June 10, 2010
For the first time, astronomers have been able to directly follow the motion of an exoplanet as it moves from one side of its host star to the other. The planet has the smallest orbit so far of all directly imaged exoplanets, lying almost as close to its parent star as Saturn is to the Sun. Scientists believe that it may have formed in a similar way to the giant planets in the solar system. Because the star is so young, this discovery proves that gas giant planets can form within disks in only a few million years, a short time in cosmic terms.
Only 12 million years old, or less than three-thousandths of the age of the Sun, Beta Pictoris is 75 percent more massive than our parent star. It is located about 60 light-years away toward the constellation Pictor the Painter, and it is one of the best-known examples of a star surrounded by a dusty debris disk. Earlier observations showed a warp of the disk, a secondary inclined disk, and comets falling onto the star. "Those were indirect, but telltale signs that strongly suggested the presence of a massive planet, and our new observations now definitively prove this," said Anne-Marie Lagrange from Laboratoire d'AstrOphysique de Grenoble (LAOG), France. "Because the star is so young, our results prove that giant planets can form in disks in time spans as short as a few million years."
Recent observations have shown that disks around young stars disperse within a few million years, and that giant planet formation must occur faster than previously thought. Beta Pictoris is now clear proof that this is possible.
The team used the NAOS-CONICA instrument (NACO) mounted on one of the 8.2-meter Unit Telescopes of the European Southern Observatory's (ESO) Very Large Telescope (VLT) to study the immediate surroundings of Beta Pictoris in 2003, 2008, and 2009. In 2003, a faint source inside the disk was seen, but it was not possible to exclude the remote possibility that it was a background star. In new images taken in 2008 and spring 2009, the source had disappeared. The most recent observations taken during autumn 2009 revealed the object on the other side of the disk after a period of hiding either behind or in front of the star (in which case it is hidden in the glare of the star). This confirmed that the source was an exoplanet and that it was orbiting its host star. It also provided insights into the size of its orbit around the star.
Images are available for approximately 10 exoplanets, and the planet around Beta Pictoris — designated "Beta Pictoris b" — has the smallest orbit known so far. It is located at a distance between 8 and 15 times the Earth-Sun separation — or 8 to 15 astronomical units — which is about the distance of Saturn from the Sun. "The short period of the planet will allow us to record the full orbit within maybe 15 to 20 years, and further studies of Beta Pictoris b will provide invaluable insights into the physics and chemistry of a young giant planet's atmosphere," said Mickaël Bonnefoy from LAOG.
The planet has a mass of about 9 Jupiter masses and the right mass and location to explain the observed warp in the inner parts of the disk.

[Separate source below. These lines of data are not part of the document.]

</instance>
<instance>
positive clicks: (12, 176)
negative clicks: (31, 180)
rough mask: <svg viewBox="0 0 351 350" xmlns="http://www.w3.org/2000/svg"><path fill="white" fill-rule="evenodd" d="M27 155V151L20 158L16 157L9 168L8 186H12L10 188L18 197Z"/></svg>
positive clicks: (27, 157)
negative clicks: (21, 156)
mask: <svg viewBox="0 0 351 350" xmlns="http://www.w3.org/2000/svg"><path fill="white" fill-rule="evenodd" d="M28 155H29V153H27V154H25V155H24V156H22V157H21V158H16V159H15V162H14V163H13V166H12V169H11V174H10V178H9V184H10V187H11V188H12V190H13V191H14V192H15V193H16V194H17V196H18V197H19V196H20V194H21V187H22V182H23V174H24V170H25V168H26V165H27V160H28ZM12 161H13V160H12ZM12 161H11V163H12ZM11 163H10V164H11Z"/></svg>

This discovery therefore bears some similarity to the prediction of the existence of Neptune by astronomers Adams and Le Verrier in the 19th century, based on observations of the orbit of Uranus.

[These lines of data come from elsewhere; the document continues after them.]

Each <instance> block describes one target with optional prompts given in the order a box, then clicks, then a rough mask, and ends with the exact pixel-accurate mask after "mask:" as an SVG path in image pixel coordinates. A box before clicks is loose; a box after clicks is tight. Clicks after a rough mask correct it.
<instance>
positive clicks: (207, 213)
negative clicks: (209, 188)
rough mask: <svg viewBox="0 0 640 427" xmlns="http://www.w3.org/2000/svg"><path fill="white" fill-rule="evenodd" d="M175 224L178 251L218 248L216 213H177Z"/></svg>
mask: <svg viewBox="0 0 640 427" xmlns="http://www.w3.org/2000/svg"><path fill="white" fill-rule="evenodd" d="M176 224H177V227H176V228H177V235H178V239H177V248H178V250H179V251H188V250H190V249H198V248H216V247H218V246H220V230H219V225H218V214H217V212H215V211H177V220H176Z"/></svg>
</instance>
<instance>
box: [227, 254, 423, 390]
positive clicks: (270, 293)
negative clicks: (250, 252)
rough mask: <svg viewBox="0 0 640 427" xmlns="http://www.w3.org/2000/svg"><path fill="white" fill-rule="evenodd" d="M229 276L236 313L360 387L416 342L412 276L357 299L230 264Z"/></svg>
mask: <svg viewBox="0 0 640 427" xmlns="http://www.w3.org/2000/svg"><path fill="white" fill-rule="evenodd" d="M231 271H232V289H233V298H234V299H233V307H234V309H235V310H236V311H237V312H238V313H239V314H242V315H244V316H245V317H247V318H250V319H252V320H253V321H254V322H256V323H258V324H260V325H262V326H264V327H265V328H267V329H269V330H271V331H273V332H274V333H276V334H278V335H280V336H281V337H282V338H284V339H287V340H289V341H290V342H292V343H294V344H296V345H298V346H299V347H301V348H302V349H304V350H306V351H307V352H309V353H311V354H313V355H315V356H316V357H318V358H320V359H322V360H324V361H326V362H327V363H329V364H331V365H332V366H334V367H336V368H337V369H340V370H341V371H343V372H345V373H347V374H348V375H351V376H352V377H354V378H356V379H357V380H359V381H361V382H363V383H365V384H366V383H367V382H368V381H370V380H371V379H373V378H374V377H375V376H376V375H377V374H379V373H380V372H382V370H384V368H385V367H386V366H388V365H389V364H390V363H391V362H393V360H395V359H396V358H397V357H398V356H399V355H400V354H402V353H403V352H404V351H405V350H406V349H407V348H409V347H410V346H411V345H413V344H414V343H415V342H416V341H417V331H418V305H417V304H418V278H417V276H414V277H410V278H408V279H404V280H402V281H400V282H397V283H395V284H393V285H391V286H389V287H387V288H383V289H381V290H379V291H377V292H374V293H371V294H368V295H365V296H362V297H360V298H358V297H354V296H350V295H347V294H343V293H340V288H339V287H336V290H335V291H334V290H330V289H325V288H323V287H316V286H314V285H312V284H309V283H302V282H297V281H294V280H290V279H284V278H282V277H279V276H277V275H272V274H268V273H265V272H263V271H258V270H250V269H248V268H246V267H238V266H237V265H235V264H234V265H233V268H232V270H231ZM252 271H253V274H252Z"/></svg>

"Together with the planets found around the young, massive stars Fomalhaut and HR8799, the existence of Beta Pictoris b suggests that super-Jupiters could be frequent byproducts of planet formation around more massive stars," said Gaël Chauvin from LAOG.
Such planets disturb the disks around their stars, creating structures that should be readily observable with the Atacama Large Millimeter/submillimeter Array (ALMA), the revolutionary telescope being built by ESO together with international partners.
A few other planetary candidates have been imaged, but they are all located farther from their host star than Beta Pictoris b. If located in the solar system, they all would lie close to or beyond the orbit of the farthest planet, Neptune. The formation processes of these distant planets are likely to be quite different from those in our solar system and in Beta Pictoris.
"The recent direct images of exoplanets — many made by the VLT — illustrate the diversity of planetary systems," said Lagrange. "Among those, Beta Pictoris b is the most promising case of a planet that could have formed in the same way as the giant planets in our solar system."